Washington Bureau

09.10.13

Is Syria Becoming a Partisan Issue?

The debate over Syria is starting to become part of the partisan cut and thrust in Washington. Ben Jacobs reports.

Is Syria already becoming a political football?

The debate over military intervention has cut across partisan lines, with both Democrats and Republicans describing it as a “conscience vote.” But this hasn’t stopped the issue from already being used as a handy political weapon by Republicans to clobber President Obama for his leadership, or lack thereof, on the issue.

In the last week, the Republican National Committee issued two different fact sheets that whacked Obama on the current Middle East quagmire. One went after him for his ”red line” around the use of chemical weapons by the Assad regime, and the other made hay of the lack of unity in the Democratic Party around military intervention in Syria.

Democrats have cried foul. Michael Czin, press secretary for the DNC, said of them, “It’s disappointing that the RNC is trying to inject partisan politics into an important debate about our national security.” Sean Spicer, the RNC’s communications director, shrugged off any criticism, telling The Daily Beast, “I think [the statements] speak for themselves.”

The statements try to thread the needle in targeting Obama. After all, Syria is the issue of the day. Domestic policy has been eclipsed by the ongoing debate over airstrikes against the Assad regime. The GOP also has to cope with its own internal divisions on Syria as well as with some party leaders like John Boehner and John McCain supporting military intervention but many others firmly opposed. The result is that it would be difficult, and somewhat uncouth, to criticize the president on policy grounds.

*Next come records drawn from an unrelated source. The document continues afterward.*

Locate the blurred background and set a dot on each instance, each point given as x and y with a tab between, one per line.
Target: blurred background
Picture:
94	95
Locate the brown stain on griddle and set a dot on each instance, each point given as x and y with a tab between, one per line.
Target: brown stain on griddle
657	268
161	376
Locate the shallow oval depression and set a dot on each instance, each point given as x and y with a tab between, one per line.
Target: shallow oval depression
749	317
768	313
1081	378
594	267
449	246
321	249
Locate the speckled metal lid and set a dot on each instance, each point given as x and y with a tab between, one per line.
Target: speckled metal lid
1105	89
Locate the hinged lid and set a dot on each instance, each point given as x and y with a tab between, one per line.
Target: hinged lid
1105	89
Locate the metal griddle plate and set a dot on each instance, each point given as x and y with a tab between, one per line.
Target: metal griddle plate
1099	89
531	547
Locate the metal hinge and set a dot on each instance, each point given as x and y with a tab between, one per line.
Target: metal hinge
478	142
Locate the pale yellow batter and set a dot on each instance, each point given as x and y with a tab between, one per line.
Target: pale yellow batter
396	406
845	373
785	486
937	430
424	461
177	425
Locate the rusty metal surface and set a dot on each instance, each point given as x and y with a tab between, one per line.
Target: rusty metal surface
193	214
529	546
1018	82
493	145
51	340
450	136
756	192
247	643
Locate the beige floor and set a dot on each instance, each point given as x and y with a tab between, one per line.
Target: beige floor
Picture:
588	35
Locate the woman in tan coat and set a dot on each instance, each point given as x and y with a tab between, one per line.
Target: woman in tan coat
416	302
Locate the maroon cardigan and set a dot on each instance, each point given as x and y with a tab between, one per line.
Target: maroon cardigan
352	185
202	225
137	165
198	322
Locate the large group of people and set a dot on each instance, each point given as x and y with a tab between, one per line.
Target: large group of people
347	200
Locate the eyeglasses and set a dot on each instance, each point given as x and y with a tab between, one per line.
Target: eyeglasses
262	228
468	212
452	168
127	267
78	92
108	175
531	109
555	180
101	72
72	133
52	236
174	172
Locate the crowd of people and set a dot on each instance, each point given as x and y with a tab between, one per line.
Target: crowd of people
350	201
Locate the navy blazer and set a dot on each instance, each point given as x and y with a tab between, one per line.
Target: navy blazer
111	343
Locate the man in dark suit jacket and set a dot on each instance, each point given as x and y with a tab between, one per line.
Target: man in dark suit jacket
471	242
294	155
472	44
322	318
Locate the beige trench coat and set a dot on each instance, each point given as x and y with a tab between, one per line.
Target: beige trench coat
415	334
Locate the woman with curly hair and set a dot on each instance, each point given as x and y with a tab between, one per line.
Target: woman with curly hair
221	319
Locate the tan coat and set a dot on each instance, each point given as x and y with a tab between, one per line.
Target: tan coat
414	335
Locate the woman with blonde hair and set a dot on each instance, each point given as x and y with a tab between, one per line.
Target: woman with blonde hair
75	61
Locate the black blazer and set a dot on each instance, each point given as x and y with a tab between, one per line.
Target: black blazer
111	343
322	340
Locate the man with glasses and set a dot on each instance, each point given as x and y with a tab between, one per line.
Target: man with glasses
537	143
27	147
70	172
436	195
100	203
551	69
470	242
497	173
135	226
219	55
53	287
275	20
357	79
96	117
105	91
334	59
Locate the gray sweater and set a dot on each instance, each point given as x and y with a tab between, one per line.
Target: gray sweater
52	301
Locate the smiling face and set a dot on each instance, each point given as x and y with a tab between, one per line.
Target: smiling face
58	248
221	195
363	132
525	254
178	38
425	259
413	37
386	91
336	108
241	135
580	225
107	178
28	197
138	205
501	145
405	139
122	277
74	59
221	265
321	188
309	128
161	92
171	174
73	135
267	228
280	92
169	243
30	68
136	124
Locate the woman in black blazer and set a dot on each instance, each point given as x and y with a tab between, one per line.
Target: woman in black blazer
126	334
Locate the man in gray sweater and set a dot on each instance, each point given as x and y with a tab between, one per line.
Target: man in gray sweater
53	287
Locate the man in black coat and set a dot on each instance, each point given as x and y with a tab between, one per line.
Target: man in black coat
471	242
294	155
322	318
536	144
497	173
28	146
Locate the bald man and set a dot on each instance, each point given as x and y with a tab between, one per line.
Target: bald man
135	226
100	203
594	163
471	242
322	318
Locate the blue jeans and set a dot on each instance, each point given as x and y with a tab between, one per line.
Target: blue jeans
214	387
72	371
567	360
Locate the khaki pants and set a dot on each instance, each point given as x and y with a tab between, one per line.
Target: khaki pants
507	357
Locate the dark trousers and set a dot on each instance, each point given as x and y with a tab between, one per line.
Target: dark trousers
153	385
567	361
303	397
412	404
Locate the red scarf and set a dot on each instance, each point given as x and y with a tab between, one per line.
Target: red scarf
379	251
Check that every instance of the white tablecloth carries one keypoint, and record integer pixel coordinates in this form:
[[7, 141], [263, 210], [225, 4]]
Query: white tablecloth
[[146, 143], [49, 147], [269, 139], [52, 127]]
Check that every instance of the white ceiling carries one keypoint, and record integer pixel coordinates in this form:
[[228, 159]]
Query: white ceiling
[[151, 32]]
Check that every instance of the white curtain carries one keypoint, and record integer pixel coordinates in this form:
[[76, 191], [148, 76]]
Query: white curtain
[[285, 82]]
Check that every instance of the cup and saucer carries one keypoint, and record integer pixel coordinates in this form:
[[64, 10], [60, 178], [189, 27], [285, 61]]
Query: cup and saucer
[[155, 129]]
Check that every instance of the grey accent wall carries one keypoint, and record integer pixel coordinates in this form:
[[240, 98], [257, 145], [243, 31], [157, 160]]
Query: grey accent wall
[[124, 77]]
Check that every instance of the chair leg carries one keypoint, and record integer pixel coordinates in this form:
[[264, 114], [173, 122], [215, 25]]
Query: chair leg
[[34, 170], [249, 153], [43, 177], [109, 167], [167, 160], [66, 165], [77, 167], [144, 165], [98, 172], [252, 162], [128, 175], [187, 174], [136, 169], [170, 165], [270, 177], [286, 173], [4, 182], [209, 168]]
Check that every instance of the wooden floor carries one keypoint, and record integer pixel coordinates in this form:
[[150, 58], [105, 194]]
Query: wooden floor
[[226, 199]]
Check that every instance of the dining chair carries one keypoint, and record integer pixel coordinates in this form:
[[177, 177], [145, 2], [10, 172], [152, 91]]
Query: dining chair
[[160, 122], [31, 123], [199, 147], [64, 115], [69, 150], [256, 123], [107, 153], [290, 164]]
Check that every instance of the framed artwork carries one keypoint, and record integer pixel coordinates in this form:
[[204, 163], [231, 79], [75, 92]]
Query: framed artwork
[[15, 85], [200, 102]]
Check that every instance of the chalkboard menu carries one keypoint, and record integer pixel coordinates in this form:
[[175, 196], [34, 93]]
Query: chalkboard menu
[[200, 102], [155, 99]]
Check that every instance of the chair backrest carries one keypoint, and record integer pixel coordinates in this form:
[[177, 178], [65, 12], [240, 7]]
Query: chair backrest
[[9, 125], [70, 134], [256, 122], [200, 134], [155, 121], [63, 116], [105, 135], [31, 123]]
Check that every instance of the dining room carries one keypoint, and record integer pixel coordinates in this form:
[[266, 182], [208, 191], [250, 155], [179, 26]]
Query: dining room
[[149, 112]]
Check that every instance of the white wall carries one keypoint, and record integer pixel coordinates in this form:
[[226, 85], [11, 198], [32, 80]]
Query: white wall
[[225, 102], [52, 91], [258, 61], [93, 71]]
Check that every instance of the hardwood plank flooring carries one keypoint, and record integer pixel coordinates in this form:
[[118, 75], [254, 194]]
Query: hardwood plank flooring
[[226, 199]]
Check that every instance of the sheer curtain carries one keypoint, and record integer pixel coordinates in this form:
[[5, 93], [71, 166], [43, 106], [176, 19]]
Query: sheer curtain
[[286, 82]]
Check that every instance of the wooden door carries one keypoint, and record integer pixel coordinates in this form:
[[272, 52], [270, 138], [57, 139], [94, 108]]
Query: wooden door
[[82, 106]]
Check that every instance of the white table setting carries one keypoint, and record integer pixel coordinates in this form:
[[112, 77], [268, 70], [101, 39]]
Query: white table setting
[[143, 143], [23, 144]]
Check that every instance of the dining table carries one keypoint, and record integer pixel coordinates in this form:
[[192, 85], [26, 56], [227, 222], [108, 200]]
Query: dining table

But the criticism isn’t about foreign policy. A reader would be hard-pressed to find support for any course of action in the Middle East. Instead, it is simply an attack on the president’s leadership and acumen, no different from Hillary Clinton’s famous attack ad from 2008 suggesting that Obama wasn’t equipped to answer the phone at 3 a.m. in a national security crisis.  

Currently, the president leads a fractured political party and has explicitly stated that he "wouldn't say I'm confident" that Congress will authorize the use of force against Syria, a step that his administration continues to insist was not necessary. It seems perfectly fair for his political opponents to raise questions about this.